Health QA: Aspect-classification via linguistic cues (personal pronouns, grammatical mood) and fine-tuned RoBERTa pipelines effectively separate suggestions, experiences, information (Chaturvedi et al., 2024).
Climate: SumIPCC (Ghinassi et al., 2024) integrates summarization and retrieval with carbon-aware scoring, showing SLMs can rival LLMs in aspect-focused highlighting at greatly reduced emissions.
Dynamic/disordered text: DABS (Guo et al., 2024) and MODABS (Guo et al., 2024) show robust unsupervised aspect discovery in settings with shuffled text and ambiguous aspect boundaries.
Opinion reviews: Classic work (Wu et al., 2015) established CNNs for aspect mapping and sentiment assignment on multi-aspect smartphone reviews; recent frameworks (AseSum (Zhou et al., 11 Jun 2025)) auto-induce aspects via LLM and argumentation prompts.

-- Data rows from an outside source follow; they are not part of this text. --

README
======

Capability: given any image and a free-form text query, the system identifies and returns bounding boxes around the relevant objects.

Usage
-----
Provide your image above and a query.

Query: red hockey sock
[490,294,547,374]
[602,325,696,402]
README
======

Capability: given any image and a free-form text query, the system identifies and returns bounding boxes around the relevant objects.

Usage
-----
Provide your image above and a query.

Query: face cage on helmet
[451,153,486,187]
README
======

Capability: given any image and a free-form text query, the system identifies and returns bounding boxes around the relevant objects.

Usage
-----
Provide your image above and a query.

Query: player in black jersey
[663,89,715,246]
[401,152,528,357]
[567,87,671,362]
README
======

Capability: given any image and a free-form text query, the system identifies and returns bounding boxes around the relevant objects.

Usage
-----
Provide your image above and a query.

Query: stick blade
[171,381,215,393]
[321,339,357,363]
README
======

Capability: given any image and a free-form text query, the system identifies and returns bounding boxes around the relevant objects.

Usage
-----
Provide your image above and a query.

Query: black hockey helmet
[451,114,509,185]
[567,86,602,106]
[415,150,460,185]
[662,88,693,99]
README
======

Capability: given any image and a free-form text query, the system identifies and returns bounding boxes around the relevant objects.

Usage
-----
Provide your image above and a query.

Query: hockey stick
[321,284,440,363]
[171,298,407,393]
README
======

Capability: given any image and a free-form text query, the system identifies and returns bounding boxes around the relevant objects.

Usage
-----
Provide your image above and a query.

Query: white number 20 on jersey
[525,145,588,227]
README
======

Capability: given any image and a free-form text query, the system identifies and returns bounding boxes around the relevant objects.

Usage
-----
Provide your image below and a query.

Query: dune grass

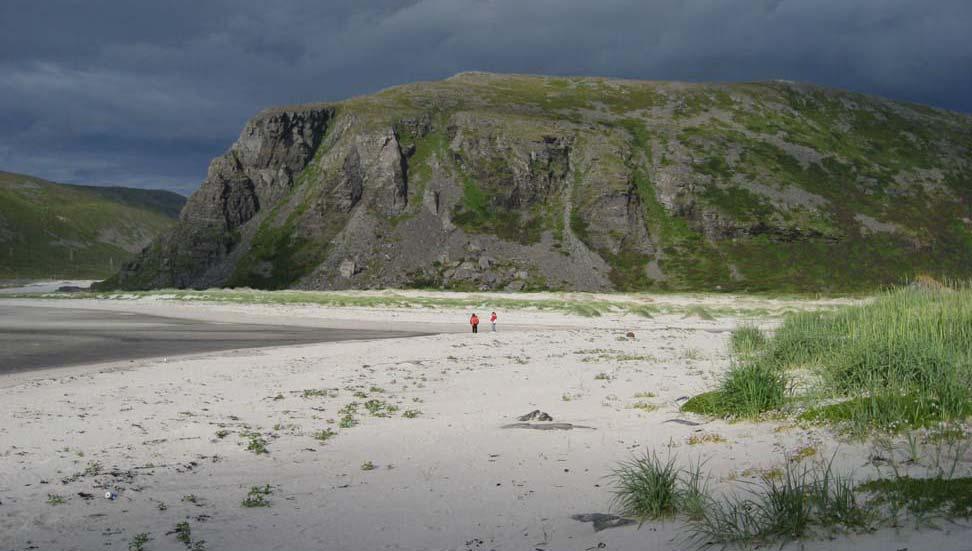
[685,285,972,432]
[686,461,874,549]
[610,452,708,523]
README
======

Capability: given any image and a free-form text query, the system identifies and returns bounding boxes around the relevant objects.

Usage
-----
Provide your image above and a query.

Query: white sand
[0,298,972,551]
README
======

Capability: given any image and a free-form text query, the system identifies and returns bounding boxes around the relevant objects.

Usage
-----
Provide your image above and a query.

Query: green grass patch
[683,285,972,434]
[859,477,972,518]
[240,484,273,509]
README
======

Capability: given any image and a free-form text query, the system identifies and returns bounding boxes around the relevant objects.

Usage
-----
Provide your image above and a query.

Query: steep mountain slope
[100,73,972,291]
[0,172,185,278]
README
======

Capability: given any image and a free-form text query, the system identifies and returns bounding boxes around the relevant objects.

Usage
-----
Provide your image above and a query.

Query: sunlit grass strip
[0,289,812,319]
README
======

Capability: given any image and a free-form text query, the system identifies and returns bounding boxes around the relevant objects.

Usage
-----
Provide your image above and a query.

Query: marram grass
[686,285,972,432]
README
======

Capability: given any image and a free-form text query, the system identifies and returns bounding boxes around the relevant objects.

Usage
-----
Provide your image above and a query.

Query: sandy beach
[0,297,972,551]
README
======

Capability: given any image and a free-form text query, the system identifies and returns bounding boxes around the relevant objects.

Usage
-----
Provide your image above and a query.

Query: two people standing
[469,312,496,333]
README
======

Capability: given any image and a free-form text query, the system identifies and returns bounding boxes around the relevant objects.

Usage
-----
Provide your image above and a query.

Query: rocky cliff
[98,73,972,291]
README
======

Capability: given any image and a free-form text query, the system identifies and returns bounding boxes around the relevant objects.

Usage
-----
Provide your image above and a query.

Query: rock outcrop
[97,73,972,298]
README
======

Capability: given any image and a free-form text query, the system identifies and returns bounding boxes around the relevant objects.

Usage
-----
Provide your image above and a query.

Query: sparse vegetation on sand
[240,484,273,508]
[683,285,972,433]
[610,450,972,549]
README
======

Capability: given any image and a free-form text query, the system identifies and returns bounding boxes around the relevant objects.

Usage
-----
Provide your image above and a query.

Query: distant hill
[0,171,186,279]
[98,73,972,292]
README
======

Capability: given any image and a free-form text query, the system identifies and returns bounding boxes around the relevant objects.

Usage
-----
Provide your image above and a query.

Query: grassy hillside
[0,172,185,279]
[102,73,972,292]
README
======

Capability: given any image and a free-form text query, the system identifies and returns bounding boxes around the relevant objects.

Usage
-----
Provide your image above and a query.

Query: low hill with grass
[100,73,972,292]
[0,172,185,279]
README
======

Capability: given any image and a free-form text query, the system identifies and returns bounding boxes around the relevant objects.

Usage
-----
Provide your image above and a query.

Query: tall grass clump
[611,452,678,522]
[611,452,710,522]
[683,285,972,433]
[686,461,874,548]
[784,286,972,431]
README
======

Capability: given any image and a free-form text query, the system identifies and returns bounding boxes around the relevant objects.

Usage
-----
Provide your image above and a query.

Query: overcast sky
[0,0,972,194]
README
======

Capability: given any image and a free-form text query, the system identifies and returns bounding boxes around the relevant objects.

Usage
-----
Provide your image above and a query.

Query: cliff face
[104,73,972,296]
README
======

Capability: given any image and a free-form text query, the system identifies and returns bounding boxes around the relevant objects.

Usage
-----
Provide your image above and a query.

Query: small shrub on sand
[682,363,787,417]
[687,462,873,548]
[240,484,273,508]
[729,325,766,356]
[611,452,678,522]
[683,285,972,434]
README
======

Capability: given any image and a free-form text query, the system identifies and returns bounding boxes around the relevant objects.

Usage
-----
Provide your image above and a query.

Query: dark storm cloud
[0,0,972,193]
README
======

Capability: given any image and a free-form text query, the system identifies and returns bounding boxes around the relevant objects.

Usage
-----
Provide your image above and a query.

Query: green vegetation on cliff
[104,73,972,298]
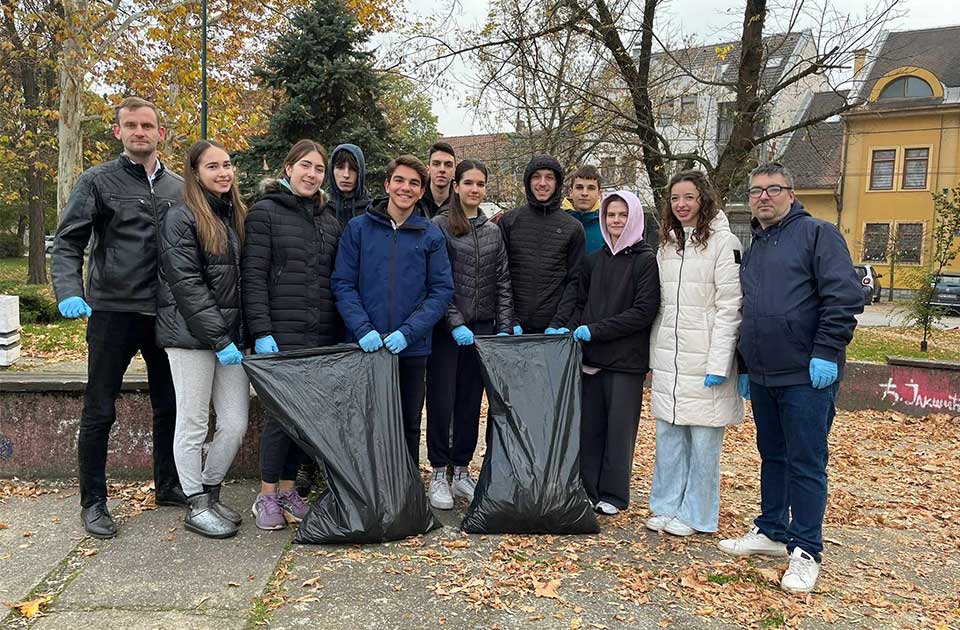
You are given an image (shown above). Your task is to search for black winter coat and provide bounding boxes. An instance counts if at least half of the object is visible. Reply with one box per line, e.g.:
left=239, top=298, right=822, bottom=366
left=50, top=155, right=183, bottom=314
left=157, top=195, right=247, bottom=351
left=567, top=241, right=660, bottom=373
left=242, top=183, right=343, bottom=351
left=433, top=211, right=513, bottom=333
left=499, top=156, right=586, bottom=332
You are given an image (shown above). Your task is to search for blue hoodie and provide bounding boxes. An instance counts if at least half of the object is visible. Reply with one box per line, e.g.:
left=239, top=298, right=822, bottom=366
left=737, top=201, right=863, bottom=387
left=326, top=144, right=370, bottom=227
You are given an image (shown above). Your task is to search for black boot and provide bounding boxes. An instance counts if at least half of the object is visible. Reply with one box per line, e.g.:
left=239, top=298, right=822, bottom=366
left=154, top=483, right=190, bottom=507
left=183, top=492, right=237, bottom=538
left=203, top=484, right=243, bottom=525
left=80, top=499, right=117, bottom=538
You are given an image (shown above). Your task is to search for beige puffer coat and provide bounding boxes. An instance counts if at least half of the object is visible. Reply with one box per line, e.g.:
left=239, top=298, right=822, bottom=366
left=650, top=211, right=744, bottom=427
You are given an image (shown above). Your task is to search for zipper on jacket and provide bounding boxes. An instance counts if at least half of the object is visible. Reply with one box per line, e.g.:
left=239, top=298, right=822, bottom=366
left=387, top=219, right=399, bottom=334
left=470, top=225, right=480, bottom=319
left=670, top=244, right=687, bottom=424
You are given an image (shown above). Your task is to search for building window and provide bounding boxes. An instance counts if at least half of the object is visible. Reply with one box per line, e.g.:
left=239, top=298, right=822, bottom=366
left=870, top=149, right=897, bottom=190
left=680, top=94, right=697, bottom=123
left=903, top=149, right=930, bottom=190
left=861, top=223, right=890, bottom=262
left=896, top=223, right=923, bottom=265
left=878, top=77, right=933, bottom=99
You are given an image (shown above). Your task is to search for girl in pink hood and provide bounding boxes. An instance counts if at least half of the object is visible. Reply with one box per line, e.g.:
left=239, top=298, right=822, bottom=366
left=570, top=190, right=660, bottom=515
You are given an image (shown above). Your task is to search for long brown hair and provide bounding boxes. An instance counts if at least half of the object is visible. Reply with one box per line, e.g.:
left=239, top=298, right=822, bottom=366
left=183, top=140, right=247, bottom=255
left=447, top=160, right=489, bottom=236
left=660, top=170, right=718, bottom=252
left=277, top=138, right=329, bottom=199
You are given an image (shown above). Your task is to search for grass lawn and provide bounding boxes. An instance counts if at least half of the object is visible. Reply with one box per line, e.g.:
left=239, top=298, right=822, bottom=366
left=0, top=257, right=960, bottom=363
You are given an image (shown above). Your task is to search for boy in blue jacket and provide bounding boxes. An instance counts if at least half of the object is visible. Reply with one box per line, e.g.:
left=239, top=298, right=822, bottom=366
left=331, top=155, right=453, bottom=465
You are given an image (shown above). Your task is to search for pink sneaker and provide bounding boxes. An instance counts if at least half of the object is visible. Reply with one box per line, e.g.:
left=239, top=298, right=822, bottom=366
left=252, top=494, right=287, bottom=530
left=277, top=490, right=310, bottom=523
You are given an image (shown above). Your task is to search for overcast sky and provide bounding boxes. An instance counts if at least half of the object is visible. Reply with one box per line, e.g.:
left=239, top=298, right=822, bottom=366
left=408, top=0, right=960, bottom=136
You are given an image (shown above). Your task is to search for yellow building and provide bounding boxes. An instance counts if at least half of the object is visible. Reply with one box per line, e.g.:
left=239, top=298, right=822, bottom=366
left=782, top=26, right=960, bottom=295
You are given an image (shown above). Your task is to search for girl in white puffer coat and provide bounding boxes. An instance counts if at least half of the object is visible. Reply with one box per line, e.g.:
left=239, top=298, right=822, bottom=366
left=646, top=171, right=744, bottom=536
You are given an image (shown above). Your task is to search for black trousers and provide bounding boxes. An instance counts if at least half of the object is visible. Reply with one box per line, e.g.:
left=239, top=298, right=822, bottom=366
left=427, top=322, right=494, bottom=468
left=260, top=417, right=307, bottom=483
left=399, top=357, right=427, bottom=467
left=77, top=310, right=180, bottom=507
left=580, top=370, right=646, bottom=510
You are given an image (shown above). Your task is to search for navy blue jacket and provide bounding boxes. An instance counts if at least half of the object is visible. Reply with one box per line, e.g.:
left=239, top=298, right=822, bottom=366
left=331, top=200, right=453, bottom=357
left=737, top=201, right=863, bottom=387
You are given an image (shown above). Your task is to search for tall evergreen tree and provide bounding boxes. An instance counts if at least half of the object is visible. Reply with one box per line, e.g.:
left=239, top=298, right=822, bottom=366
left=237, top=0, right=400, bottom=192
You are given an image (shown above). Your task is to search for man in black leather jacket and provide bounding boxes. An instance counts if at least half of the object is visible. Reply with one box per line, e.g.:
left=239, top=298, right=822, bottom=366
left=51, top=97, right=186, bottom=538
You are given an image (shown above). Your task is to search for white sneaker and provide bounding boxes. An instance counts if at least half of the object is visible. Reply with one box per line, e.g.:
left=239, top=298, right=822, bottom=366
left=430, top=468, right=453, bottom=510
left=453, top=466, right=477, bottom=502
left=663, top=518, right=697, bottom=536
left=780, top=547, right=820, bottom=593
left=717, top=527, right=787, bottom=557
left=644, top=516, right=673, bottom=532
left=593, top=501, right=620, bottom=516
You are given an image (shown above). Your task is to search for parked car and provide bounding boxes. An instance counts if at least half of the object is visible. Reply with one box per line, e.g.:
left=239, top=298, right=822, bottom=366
left=931, top=276, right=960, bottom=311
left=853, top=265, right=883, bottom=304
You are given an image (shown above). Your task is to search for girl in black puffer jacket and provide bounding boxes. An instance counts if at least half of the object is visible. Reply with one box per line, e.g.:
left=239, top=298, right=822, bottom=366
left=157, top=140, right=250, bottom=538
left=427, top=160, right=519, bottom=510
left=243, top=140, right=343, bottom=529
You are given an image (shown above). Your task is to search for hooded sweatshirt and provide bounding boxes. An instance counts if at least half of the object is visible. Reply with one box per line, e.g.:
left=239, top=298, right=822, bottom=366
left=568, top=190, right=660, bottom=373
left=499, top=155, right=585, bottom=332
left=327, top=144, right=370, bottom=227
left=561, top=197, right=603, bottom=256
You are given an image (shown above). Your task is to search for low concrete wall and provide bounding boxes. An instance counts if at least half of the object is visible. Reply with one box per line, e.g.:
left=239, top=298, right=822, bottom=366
left=0, top=360, right=960, bottom=479
left=0, top=372, right=264, bottom=479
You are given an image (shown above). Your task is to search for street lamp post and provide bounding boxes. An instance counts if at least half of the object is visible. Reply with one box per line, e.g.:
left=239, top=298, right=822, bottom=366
left=200, top=0, right=207, bottom=140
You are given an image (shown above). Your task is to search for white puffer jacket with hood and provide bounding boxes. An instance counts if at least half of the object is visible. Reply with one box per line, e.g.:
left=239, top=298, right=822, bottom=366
left=650, top=211, right=744, bottom=427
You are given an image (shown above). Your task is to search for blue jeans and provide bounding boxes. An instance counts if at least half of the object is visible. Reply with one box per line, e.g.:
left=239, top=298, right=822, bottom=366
left=750, top=381, right=840, bottom=562
left=650, top=419, right=725, bottom=532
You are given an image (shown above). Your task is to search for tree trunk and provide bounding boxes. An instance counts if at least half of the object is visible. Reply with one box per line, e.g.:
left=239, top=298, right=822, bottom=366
left=712, top=0, right=767, bottom=200
left=57, top=2, right=84, bottom=223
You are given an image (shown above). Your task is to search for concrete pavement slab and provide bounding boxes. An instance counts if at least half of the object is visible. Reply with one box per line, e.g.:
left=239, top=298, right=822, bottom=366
left=31, top=610, right=244, bottom=630
left=0, top=488, right=85, bottom=604
left=54, top=482, right=292, bottom=614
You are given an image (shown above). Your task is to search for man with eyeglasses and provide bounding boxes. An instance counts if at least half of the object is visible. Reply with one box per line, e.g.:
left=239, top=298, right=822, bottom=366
left=719, top=162, right=863, bottom=593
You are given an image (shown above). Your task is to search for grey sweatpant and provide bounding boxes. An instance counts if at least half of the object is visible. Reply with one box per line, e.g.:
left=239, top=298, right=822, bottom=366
left=167, top=348, right=250, bottom=496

7. Challenges, Limitations, and Frontiers

Key challenges include:

Aspect relevance and differentiation: Many models lose focus, generating generic summaries even with aspect conditioning; chunk-position, input-overlap, and aspect token proximity are critical (Santosh et al., 2024).
Overgeneration/undergeneration of aspects: LLMs often produce too many/few aspect summaries; count prediction and dynamic aspect selection (MODABS, JADS) mitigate this (Guo et al., 2024, Guo et al., 2024).
Traceability and factuality: Medical/legal/high-stakes domains require provenance of claims to source sentences—traceable pipelines such as TracSum (Chu et al., 19 Aug 2025) and argument schemes in AseSum (Zhou et al., 11 Jun 2025) address this.
Scalability: Long documents and multi-document corpora necessitate chunking/fusion or hierarchical summarization (LexAbSumm, BookAsSumQA (Miyazato et al., 9 Nov 2025)); recursive summarization strategies are critical for token budget constraints.
Evaluation without golds: QA-based, reference-free metrics (BookAsSumQA), aspect-coverage via extractive mapping, and human/LLM semantic scoring are areas of ongoing research.
Multilingual/generalization: Most systems assume English and closed domains; future research will extend to multilingual and low-resource settings, adaptive aspect schemes, and cross-domain adaptation.

Frontiers comprise joint end-to-end aspect discovery and summarization, energy-efficient SLMs, hierarchical aspect modeling, retrieval augmentation, and semi-supervised/universal schemes for open-world aspect induction.